23 Kasım 2007'de ilan edilen Selçuk Üniversitesi Rektörlüğü'nün temizlik ihalesi, 20 Kasım 2007'de ihale komisyonunca iptal edilmesine ve ihale hiç yapılmamasına rağmen, iddianamede yapılmayan ihaleye fesat karıştırıldığı iddia edildi. Hiç yapılmayan, teklif dahi alınmayan, dolaysıyla ortada olmayan bir ihaleye fesat karıştırılma eylemi de olmayacağından bu iddia da dikkat çekiyor. İddianamedeki bir diğer çarpıklık ise dosya dahi alınmayan ihaleye fesat karıştırıldığının ileri sürülmüş olması. Okyanus Grubu'nun şartname almadığı, teklif vermediği ve hiçbir suretle ilgilenmediği ihale için, sırf Siemens firmasının Türkiye distribütörü olması sebebiyle ihaleye katılan firmaya MR cihazı sattı diye Okyanus firması sahipleri sanık yapıldı.

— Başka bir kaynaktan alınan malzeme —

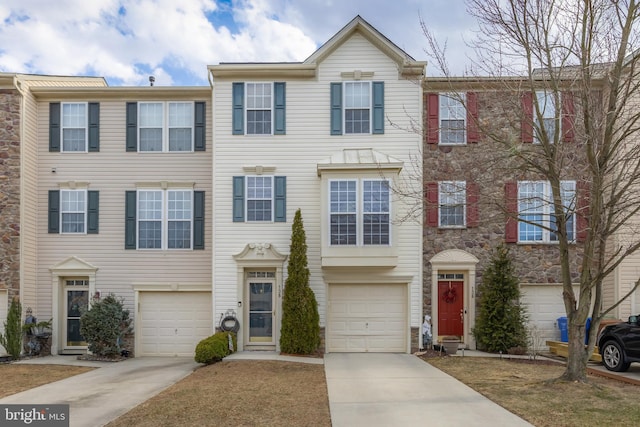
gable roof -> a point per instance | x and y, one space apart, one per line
407 66
358 25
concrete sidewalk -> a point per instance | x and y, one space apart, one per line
102 395
377 389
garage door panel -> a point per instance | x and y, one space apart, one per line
172 323
367 318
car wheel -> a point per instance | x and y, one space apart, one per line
613 357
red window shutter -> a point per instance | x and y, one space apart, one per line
582 213
511 205
568 116
432 203
473 216
473 136
433 117
526 127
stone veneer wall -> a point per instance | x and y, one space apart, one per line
485 163
10 192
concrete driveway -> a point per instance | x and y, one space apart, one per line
377 389
102 395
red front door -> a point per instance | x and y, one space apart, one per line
450 307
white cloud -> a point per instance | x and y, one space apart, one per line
176 40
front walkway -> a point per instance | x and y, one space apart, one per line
102 395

TELEFON KRİTİĞİ FESAT OLDU

Bunların yanı sıra, kahvaltı ve yemek olarak teklif verilen ihalede, şirket yetkililerinin iki ayrı fiyat vermeye yönelik müzakereleri de 'iki ayrı firma ile teklif verilme' şeklinde iddia edildi. Karaman 82. Yıl Devlet Hastanesi'nin 3 Aralık 2007'deki yemek ihalesine, Okyanus firması kahvaltı için 1,60, yemek için 2,80 TL vererek ihaleyi kazandı. İhale öncesi firma yetkilileri kahvaltı ve yemek için vermeyi düşündükleri ayrı ayrı tekliflerin telefonda kritiğini yaptı. Firmanın avukatı İlker Turdan ile İhale Sorumlusu Hayri Yıldıray Kocamaz arasında, önceki yıl verilen fiyat da dikkate alınarak yapılan kritik, iddianameye, başka bir firmanın da vereceği teklifin ayarlandığı şeklinde yorumlanarak girdi. Halbuki ihaleye iki ayrı fiyat değil, kahvaltı için ayrı, yemek için ayrı fiyat sunuldu.

Dosyada bilirkişi oyunu

Okyanus çalışanlarının, hastane cihazları ihaleleriyle ilgili yaptığı rutin görüşmelerin tamamı suç unsuru olarak değerlendirildi. Sipariş edilecek cihazların fiyatlarıyla ilgili ifadeler 'ihaleye fesat karıştırma' suçu kapsamında iddianameye girdi. Tehditle alınan ifadeyle Adana 8. Ağır Ceza Mahkemesi'nde açılan davada hakimin sanıkların lehine olan delilleri değerlendirmemesi ise hukuk skandallarına yenilerini ekledi. Mahkeme başkanı, dosyanın bilirkişiye gönderilmesi talebini kabul etti. Ancak heyete sanıkların lehine delillerin de bulunduğu dosyanın tamamını değil, sadece iddianameyi gönderdi. Heyet, değiştirilen dinleme kayıtları, tehditle alınan ifadeler ile Argun'la husumeti olduğu halde tanık gösterilen eski ortağının anlatımlarıyla dosyayı değerlendirdi.